Cluster fault tolerance refers to the handling strategy when exceptions occur during the service consumer's call to the service provider cluster. Taking the Dubbo framework as an example, it provides six built-in cluster fault tolerance measures.

  * **Failover** is the default cluster fault tolerance measure in Dubbo. When a call fails, it will retry with other service nodes. Failover strategy is suitable for idempotent operations, but as mentioned earlier, the side effects of retries can lead to a large number of retry requests if there are problems with the service provider.
  * **Failfast** is suitable for non-idempotent operations. The service consumer makes a single call, and if there is a failure, it throws an error immediately without any retries. The disadvantage of Failfast is that the service consumer needs to control the retry logic by itself.
  * **Failsafe** strategy directly ignores exceptions. Failsafe strategy is suitable for executing non-core operations, such as monitoring and logging.
  * **Failback** strategy records failed requests in a queue and periodically re-sends them. Failback strategy is suitable for scenarios with low real-time requirements, such as message pushing.
  * **Forking** strategy calls multiple service provider nodes in parallel, and as long as one call succeeds, it returns the result. Forking strategy is usually used for operations with high real-time requirements and can reduce the TP999 metric, but it requires sacrificing certain server resources.
  * **Broadcast** strategy broadcasts to all service providers one by one, and waits until all of them complete. If any of them fails, an exception is thrown. Broadcast strategy is usually used when updating the local resource status of service providers.

These cluster fault tolerance measures can be configured and selected according to the actual business scenario, and Dubbo provides Cluster extension interface for customizing cluster fault tolerance modes.

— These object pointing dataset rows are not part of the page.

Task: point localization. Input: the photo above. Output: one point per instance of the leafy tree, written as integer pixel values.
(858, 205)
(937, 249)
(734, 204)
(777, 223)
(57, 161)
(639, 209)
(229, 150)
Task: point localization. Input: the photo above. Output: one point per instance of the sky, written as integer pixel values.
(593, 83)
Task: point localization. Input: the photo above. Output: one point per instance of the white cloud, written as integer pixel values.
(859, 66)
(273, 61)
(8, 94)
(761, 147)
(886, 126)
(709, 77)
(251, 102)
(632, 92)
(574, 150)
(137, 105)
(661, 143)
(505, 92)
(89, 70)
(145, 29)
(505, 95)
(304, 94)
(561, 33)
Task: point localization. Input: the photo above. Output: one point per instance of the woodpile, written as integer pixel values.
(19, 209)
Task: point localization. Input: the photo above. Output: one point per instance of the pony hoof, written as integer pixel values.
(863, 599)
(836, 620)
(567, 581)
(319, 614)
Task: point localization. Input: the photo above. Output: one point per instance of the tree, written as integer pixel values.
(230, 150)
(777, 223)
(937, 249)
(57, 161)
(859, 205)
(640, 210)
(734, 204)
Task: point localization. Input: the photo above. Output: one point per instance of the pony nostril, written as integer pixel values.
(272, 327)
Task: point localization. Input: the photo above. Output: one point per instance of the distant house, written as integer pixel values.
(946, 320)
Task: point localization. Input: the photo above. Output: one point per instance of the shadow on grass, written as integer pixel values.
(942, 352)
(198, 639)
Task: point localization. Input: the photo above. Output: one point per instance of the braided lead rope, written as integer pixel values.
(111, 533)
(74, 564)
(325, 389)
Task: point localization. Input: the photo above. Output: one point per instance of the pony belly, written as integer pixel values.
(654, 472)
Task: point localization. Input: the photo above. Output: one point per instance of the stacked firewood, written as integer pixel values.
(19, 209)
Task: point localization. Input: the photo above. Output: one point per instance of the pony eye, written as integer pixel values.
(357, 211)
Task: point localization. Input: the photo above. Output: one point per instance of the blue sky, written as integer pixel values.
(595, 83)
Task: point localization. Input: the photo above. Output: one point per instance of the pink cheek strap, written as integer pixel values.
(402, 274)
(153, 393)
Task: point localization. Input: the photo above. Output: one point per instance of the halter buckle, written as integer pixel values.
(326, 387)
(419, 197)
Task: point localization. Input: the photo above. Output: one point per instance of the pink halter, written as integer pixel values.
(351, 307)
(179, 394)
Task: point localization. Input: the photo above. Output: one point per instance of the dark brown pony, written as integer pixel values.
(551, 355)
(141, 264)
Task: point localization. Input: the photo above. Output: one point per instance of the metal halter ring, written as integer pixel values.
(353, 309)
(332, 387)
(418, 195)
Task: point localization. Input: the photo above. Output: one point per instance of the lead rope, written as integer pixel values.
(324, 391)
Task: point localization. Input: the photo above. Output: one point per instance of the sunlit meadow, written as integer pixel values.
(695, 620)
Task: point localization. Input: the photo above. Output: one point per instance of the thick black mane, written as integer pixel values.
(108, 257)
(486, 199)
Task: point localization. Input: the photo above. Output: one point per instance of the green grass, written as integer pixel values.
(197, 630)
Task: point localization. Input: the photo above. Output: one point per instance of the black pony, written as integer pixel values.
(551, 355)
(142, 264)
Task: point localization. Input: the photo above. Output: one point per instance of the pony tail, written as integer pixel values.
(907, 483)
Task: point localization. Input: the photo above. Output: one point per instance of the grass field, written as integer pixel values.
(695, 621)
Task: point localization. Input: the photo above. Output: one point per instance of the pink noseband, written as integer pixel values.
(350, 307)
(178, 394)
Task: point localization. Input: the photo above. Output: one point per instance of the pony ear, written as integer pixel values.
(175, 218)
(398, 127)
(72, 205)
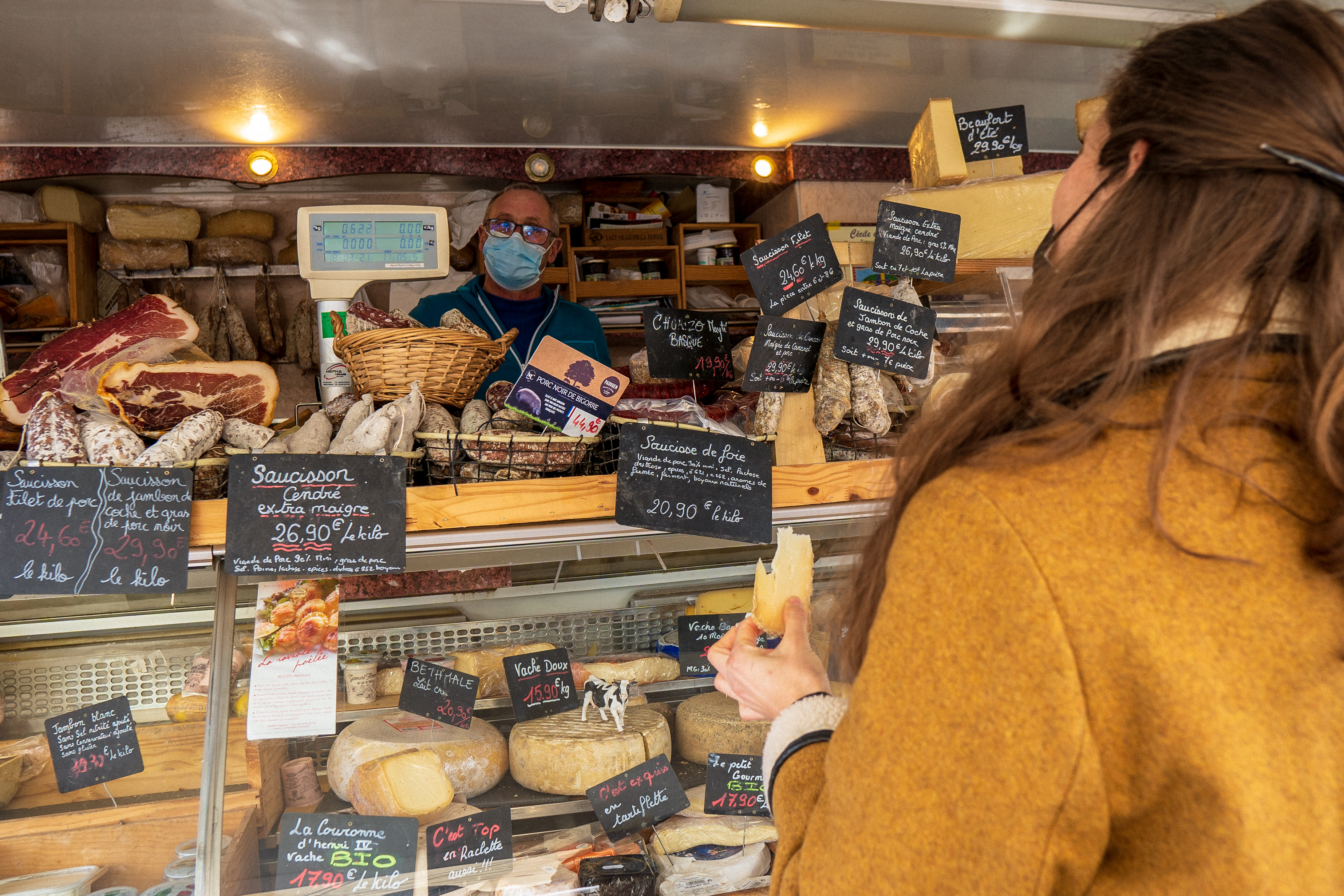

In addition, there are many other measures to achieve high availability of RPC frameworks, such as flow control, dynamic scaling, smooth restart, and service governance. Due to limitations in length, I will not go into detail here. It is not difficult to implement a prototype of an RPC framework, but ensuring the high performance, high availability, and easy scalability of an RPC framework requires continuous learning and accumulation of skills.

### Conclusion

To master a technology, it is essential to study the source code and gain long-term practical experience. For the convenience of learning, this column has implemented the basic functionality of an RPC framework in its entirety. What's even more interesting is that there are more advanced features of RPC frameworks waiting for us to explore, such as service governance, thread pool isolation, cluster fault tolerance, and circuit breaker and flow control. Are you impatient to further explore more knowledge about RPC frameworks? Let's work together to refine the practical project and continuously improve our architectural design and coding skills!